Optimal Zeroth-Order Bilevel Optimization
Alireza Aghasi, Jeongyeol Kwon, Saeed Ghadimi
TL;DR
This work addresses stochastic bilevel optimization under a fully zeroth-order, derivative-free setting by developing two algorithms with nearly optimal and optimal sample complexities. The first algorithm leverages Gaussian smoothing and a nested mini-batch SGD scheme to approximate hypergradients, achieving a dependence of $\mathcal{O}\left( m(m+n)^2 \log(1/\epsilon)/\epsilon^2 \right)$ on problem size, while the second algorithm uses a penalty formulation to obtain a linear dimension dependence, $\mathcal{O}\left( (n+m)/\epsilon^2 \right)$, without requiring Hessian inverses. The analyses rely on Gaussian smoothing via Stein's identities, careful bias/variance control of zeroth-order estimators, and a two-loop scheme that aligns inner and outer updates.
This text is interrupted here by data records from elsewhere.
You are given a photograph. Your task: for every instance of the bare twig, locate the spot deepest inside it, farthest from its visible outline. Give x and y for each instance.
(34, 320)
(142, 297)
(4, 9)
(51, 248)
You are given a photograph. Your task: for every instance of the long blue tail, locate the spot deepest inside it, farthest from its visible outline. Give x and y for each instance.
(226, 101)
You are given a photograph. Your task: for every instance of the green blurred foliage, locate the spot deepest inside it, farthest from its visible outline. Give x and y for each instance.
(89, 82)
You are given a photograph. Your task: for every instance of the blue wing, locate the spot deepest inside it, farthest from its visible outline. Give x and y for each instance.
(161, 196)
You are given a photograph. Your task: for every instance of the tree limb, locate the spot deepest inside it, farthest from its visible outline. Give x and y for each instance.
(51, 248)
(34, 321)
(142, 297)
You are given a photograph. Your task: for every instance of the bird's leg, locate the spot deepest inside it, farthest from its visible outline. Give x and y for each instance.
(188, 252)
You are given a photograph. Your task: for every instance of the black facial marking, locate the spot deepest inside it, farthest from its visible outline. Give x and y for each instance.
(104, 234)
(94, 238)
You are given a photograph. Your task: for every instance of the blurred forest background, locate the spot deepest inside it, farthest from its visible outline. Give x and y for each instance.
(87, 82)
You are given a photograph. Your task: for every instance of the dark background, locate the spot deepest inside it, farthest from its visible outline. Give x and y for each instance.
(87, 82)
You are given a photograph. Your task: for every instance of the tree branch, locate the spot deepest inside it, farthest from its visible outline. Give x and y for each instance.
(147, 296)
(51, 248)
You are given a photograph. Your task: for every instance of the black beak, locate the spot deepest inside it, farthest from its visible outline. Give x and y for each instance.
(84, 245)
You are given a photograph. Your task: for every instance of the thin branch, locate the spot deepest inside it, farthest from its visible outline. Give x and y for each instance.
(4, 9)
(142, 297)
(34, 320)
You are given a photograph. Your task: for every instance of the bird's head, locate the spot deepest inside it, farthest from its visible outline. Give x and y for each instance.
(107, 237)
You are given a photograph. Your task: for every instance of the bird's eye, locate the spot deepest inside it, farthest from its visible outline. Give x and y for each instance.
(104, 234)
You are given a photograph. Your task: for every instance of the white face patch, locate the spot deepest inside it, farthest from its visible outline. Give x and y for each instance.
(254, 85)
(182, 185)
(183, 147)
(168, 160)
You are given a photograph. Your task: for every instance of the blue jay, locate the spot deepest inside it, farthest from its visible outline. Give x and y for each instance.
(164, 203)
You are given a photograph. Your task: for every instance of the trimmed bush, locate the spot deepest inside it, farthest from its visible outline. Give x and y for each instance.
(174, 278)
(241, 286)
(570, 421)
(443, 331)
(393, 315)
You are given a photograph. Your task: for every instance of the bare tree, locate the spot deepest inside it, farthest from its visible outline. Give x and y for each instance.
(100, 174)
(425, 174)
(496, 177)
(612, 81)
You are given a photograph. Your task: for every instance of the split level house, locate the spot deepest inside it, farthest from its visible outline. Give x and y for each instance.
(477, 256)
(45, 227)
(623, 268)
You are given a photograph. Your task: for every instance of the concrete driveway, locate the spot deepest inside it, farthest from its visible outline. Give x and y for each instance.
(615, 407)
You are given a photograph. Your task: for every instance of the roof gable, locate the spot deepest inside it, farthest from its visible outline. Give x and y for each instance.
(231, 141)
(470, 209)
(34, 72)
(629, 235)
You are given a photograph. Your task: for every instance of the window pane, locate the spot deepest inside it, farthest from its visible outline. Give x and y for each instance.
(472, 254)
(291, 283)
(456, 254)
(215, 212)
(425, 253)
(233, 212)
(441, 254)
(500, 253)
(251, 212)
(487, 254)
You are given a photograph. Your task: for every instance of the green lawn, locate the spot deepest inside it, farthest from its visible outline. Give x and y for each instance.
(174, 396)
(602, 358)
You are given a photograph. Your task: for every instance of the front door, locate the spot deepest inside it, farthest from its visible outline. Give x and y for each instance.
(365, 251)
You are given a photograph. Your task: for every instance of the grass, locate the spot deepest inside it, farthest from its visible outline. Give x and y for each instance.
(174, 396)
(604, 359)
Together, these results provide provable, optimal (up to logarithmic factors) sample complexity guarantees for zeroth-order stochastic bilevel optimization and offer scalable, derivative-free tools for meta-learning, AutoML, and hyperparameter search in high-dimensional settings.
Abstract
In this paper, we develop zeroth-order algorithms with provably (nearly) optimal sample complexity for stochastic bilevel optimization, where only noisy function evaluations are available. We propose two distinct algorithms: the first is inspired by Jacobian/Hessian-based approaches, and the second builds on using a penalty function reformulation. The Jacobian/Hessian-based method achieves a sample complexity of $\mathcal{O}(d^3/ε^2)$, which is optimal in terms of accuracy $ε$, albeit with polynomial dependence on the problem dimension $d$. In contrast, the penalty-based method sharpens this guarantee to $\mathcal{O}(d/ε^2)$, optimally reducing the dimension dependence to linear while preserving optimal accuracy scaling. Our analysis is built upon Gaussian smoothing techniques, and we rigorously establish their validity under the stochastic bilevel settings considered in the existing literature. To the best of our knowledge, this is the first work to provide provably optimal sample complexity guarantees for a zeroth-order stochastic approximation method in bilevel optimization.